Blog Listing

Opening the Black Box of Sentencing Software

By Yina Moe-Lange  


Tackling the black box private software solutions currently used in courts today is an important task for Machine Learning (ML) researchers. Last year, ProPublica published their findings of an investigation into commercial sentencing software in the US. This commercial software was found to have a severe bias against African-Americans. The predictions of this software were far off reality. As the ProPublica article states, “we know the computer algorithm got it exactly backward,” and “the algorithm was somewhat more accurate than a coin flip.”


There has been a large, complex debate about the use of algorithms in predicting recidivism rates in the US court system. One such proprietary algorithm is called COMPAS. This algorithm, like others similar to it, is privately owned and basically a black box, which is cause for concern, since nobody knows what the decision-making process actually is. The COMPAS predictions are only accurate 60-70% of the time and worsened by data entry errors that can lead to incorrect decisions being drawn.


A group at Duke University are looking to change this. They are working on creating a “white box” algorithm that is transparent and easier to interpret. The method they used is called the Supersparse Linear Integer Model (SLIM). SLIM is simple and adaptable, allowing for the model to be used to predict arrest likelihoods for different types of crime.


This table shows the SLIM scoring system for the prediction of an arrest for a drug related offense. Taken from “Interpretable Classification Models for Recidivism Prediction” by Zeng, Ustun and Rudin, Fig. 6.

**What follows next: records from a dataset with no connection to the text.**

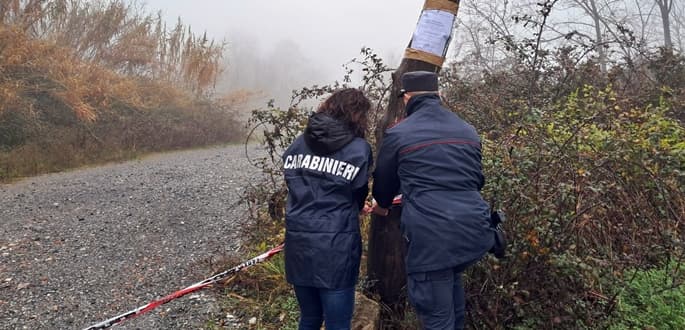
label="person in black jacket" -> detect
[283,88,373,330]
[373,71,494,329]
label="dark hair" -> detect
[317,88,371,138]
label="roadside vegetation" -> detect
[228,2,685,329]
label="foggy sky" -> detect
[143,0,424,104]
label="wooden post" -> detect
[367,0,459,318]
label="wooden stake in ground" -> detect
[367,0,459,317]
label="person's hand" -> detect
[371,203,390,217]
[362,202,373,215]
[362,201,390,217]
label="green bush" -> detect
[609,262,685,330]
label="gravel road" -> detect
[0,145,266,329]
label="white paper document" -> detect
[411,10,455,57]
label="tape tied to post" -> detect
[423,0,459,15]
[404,48,445,67]
[405,0,459,66]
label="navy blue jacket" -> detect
[373,94,493,273]
[283,113,373,289]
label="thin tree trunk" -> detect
[656,0,673,50]
[367,0,459,318]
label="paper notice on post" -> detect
[410,10,455,57]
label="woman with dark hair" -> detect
[283,88,372,330]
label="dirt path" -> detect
[0,145,259,329]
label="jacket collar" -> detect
[405,94,440,117]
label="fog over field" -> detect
[144,0,423,104]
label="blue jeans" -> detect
[295,285,354,330]
[407,267,466,330]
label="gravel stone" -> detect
[0,145,263,329]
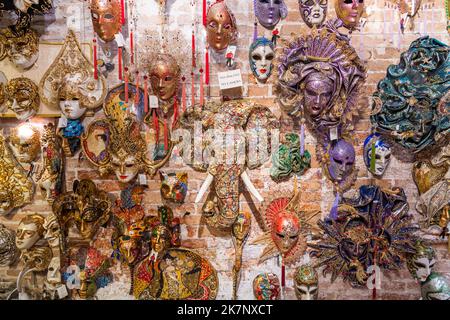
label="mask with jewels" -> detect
[249,37,275,82]
[363,133,392,176]
[90,0,122,42]
[6,77,40,121]
[159,171,188,203]
[421,272,450,300]
[253,273,281,300]
[0,28,39,70]
[148,54,181,107]
[206,0,237,52]
[9,123,41,164]
[0,224,18,267]
[16,214,45,251]
[371,36,450,154]
[294,265,319,300]
[407,241,436,282]
[254,0,288,30]
[298,0,328,28]
[334,0,364,30]
[277,20,366,139]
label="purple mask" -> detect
[253,0,288,30]
[328,139,355,182]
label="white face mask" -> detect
[250,45,275,81]
[59,100,87,120]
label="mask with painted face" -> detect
[298,0,328,28]
[206,0,237,52]
[249,37,275,82]
[327,139,356,182]
[91,0,122,42]
[407,241,436,282]
[9,123,41,164]
[253,273,281,300]
[294,265,319,300]
[16,214,45,251]
[363,133,392,176]
[254,0,288,30]
[334,0,364,30]
[0,224,18,267]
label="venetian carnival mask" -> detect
[298,0,328,28]
[0,28,39,70]
[254,0,288,30]
[159,171,188,203]
[9,123,41,163]
[16,214,45,251]
[249,37,275,82]
[407,241,436,282]
[327,139,356,182]
[91,0,122,42]
[371,36,450,154]
[363,133,392,176]
[6,77,40,121]
[294,265,319,300]
[421,272,450,300]
[0,224,18,267]
[206,0,237,51]
[253,273,281,300]
[334,0,364,30]
[149,54,181,103]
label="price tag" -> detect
[330,127,339,141]
[58,116,67,129]
[56,285,69,299]
[217,69,243,90]
[149,96,159,109]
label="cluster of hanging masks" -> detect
[371,36,450,153]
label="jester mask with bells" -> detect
[206,0,237,52]
[249,37,275,83]
[363,133,392,176]
[252,182,320,266]
[334,0,364,30]
[36,123,65,203]
[5,77,40,121]
[0,130,34,216]
[81,85,173,183]
[8,123,41,164]
[371,36,450,154]
[298,0,328,28]
[0,28,39,70]
[277,21,366,138]
[91,0,122,42]
[253,0,288,30]
[308,186,417,287]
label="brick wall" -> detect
[0,0,450,299]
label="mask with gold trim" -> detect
[90,0,122,42]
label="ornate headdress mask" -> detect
[253,0,288,30]
[371,36,450,153]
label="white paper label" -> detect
[58,116,67,129]
[149,96,159,109]
[330,127,339,141]
[217,69,243,90]
[139,174,147,186]
[56,285,69,299]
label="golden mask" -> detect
[0,28,39,70]
[0,130,34,216]
[335,0,364,30]
[206,1,237,51]
[40,30,107,114]
[149,54,181,104]
[9,123,41,164]
[91,0,122,42]
[6,77,40,121]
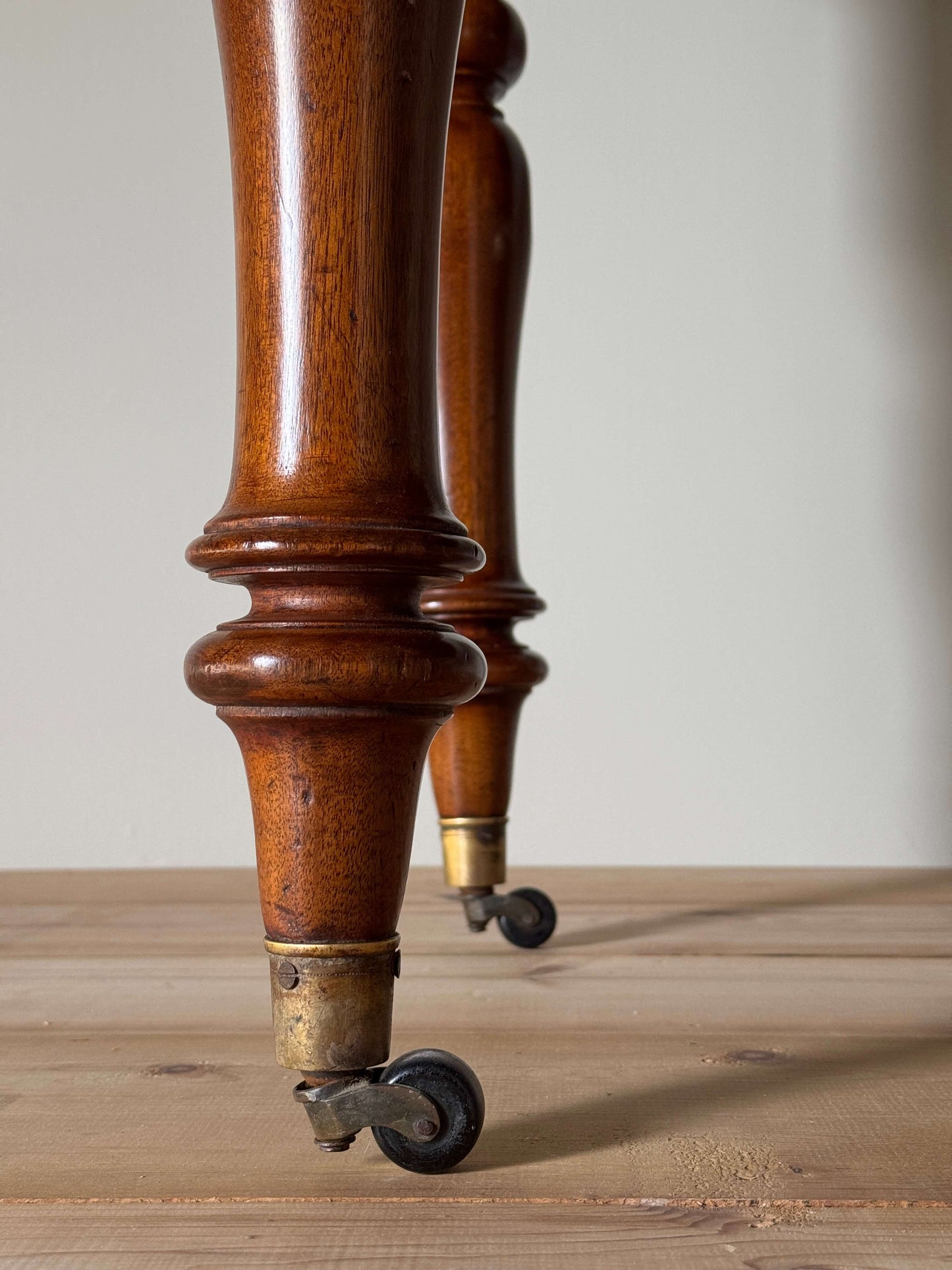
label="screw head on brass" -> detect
[314,1133,356,1151]
[278,962,300,991]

The Duke University team has worked on a second algorithm, CORELS. This algorithm compares data about new offenders to past offenders with similar characteristics. They are then split into different “buckets” of risk categories. Testing the algorithm on a dataset of defendants from Florida, the CORELS algorithm correctly differentiated between low and high-risk offenders just as well or better than the black box models.


This table shows the SLIM scoring system for the prediction of an arrest for a general violence offense. Taken from “Interpretable Classification Models for Recidivism Prediction” by Zeng, Ustun and Rudin, Fig. 7.


Separately, the National Bureau of Economic Research (NBER) has published a working paper on the role of ML in judges’ decision making. A quick summary of their policy simulation results shows that “crime can be reduced by up to 24.8% with no change in jailing rates, or jail populations can be reduced by 42.0% with no increase in crime rates.”


What is important about these new algorithms is that there is little demographic data used. For instance, the NBER study only uses age. The algorithm makes decisions based on records of the current case and any past criminal records. Neither of the Duke University models use race or socioeconomic status. Additionally, because models like SLIM are based on open source software, anyone can examine the code and the publicly available data used.


Using a potentially biased black box software is not good for society and implementing white box algorithms can improve the sentencing system, even reducing the systemic bias that is inherent in a human run judicial system. The main conclusion drawn from analysis of these systems is that it is important to understand the connection between predictions and decisions. Deciphering the black box of ML models has become exponentially harder with the advent of technologies such as Deep Learning.  The explosion in complexity and application of ML has made it more urgent to shed light on the black box.